Former columnist zapped from on-high
Posted on 24 July 2011
By John Brummett
It seems that state Rep. David Sanders of Little Rock may have written one column too many in his days as a pundit here at our Arkansas News Bureau.
You remember those happy times when the dapper David was alleged to be the conservative counterpart to my perfectly moderate self.
Here’s the one-two-three-four of what seems to have happened to Sanders, the quintessential Republibaptist, now a citizen politician whose day job is raising money for the private school at the First Baptist Church in Little Rock.
1. Through a strange set of circumstances, Sanders got out of the column business and into direct electoral politics. He got himself elected to the state House of Representatives in the tea party tidal wave last year, representing a district extending from west Little Rock into Saline County and Hot Springs Village.
2. The decennial U.S. Census required the state Board of Apportionment to redraw legislative districts this year for the next election cycle, and that board consists of Gov. Mike Beebe, Attorney General Dustin McDaniel and an outnumbered and irrelevant Republican, Secretary of State Mark Martin.
3. That is to say that a confluence of factors provided that Sanders’ district would get redrawn by two people, Beebe and McDaniel, about whom, in his column days, he had written essays that were personal and, I can tell you, resented by the subjects.
One suggested that Beebe’s boy got a shale-drilling job because of the gubernatorial connection. Another called into question the forthrightness of McDaniel’s running for attorney general and, soon after getting elected, divorcing his wife.
Let me tell you about politicians generally: They do not like criticism, period, but they especially don’t like it when it extends to their personal family lives.
It’s as if I were in the Legislature and, oh, Tim Hutchinson got to redraw my district. He’d draw a straight line from my house to Harrison and over to Bella Vista.
4. Beebe and McDaniel unveiled a House redistricting plan last week that dips into Sanders’ existing district to extract his house and immediate neighborhood and jerk them into a new district that is majority black, thus Democratic and thus not naturally amenable to your every-day Republibaptist with tea party inclinations.
“What do you think?” Sanders replied when I asked him if he thought this was personal.
I think I answered that in my one-two-three-four.

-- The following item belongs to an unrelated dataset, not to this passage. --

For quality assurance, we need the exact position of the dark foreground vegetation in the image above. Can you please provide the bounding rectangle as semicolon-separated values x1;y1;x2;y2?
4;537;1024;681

Sanders doesn’t want to blame those personal columns. He wants to cite his arch-conservative legislative record, including his vocal opposition to early versions of Beebe’s prison reform bill that led to a little public set-to between Sanders and the governor, and the governor’s press secretary, near the Capitol tunnel.
Sanders is — how shall I put this? — the kind of guy who can draw attention to himself and get under one’s skin, even, over the years, mine a time or two, though not lately.
For example: It’s not enough for Sanders to be an arch-conservative Republican. He has to go and pen a public letter pleading with that odd Texas governor, Rick Perry, to run for president, and then get a bunch of his kook caucus colleagues to sign it.
In the end Sanders will be merely inconvenienced, not undone, by this personal slight from on high.
He has a family of seven in a house comfortable for a family of five, and he was figuring to move anyway. He can relocate by a mile and be snugly back in his safely Republican district. He intends to do that.
Beebe and McDaniel did much this same thing to state Sen. Jason Rapert, Republican of Bigelow, and, oddly, some kind of distant relative of Sanders.
Rapert’s neighborhood got jerked over into a Conway-based Senate district. But he can win there, most likely, or he can take an apartment in western Little Rock, a part of his original district, and get re-elected.
How do I adjudge this personal redistricting by Beebe and McDaniel?
It’s tacky, yes, but all they accomplished was to expedite one guy’s move and cause another guy to think about moving as one of two viable options.
Sanders’ kids will appreciate the additional space.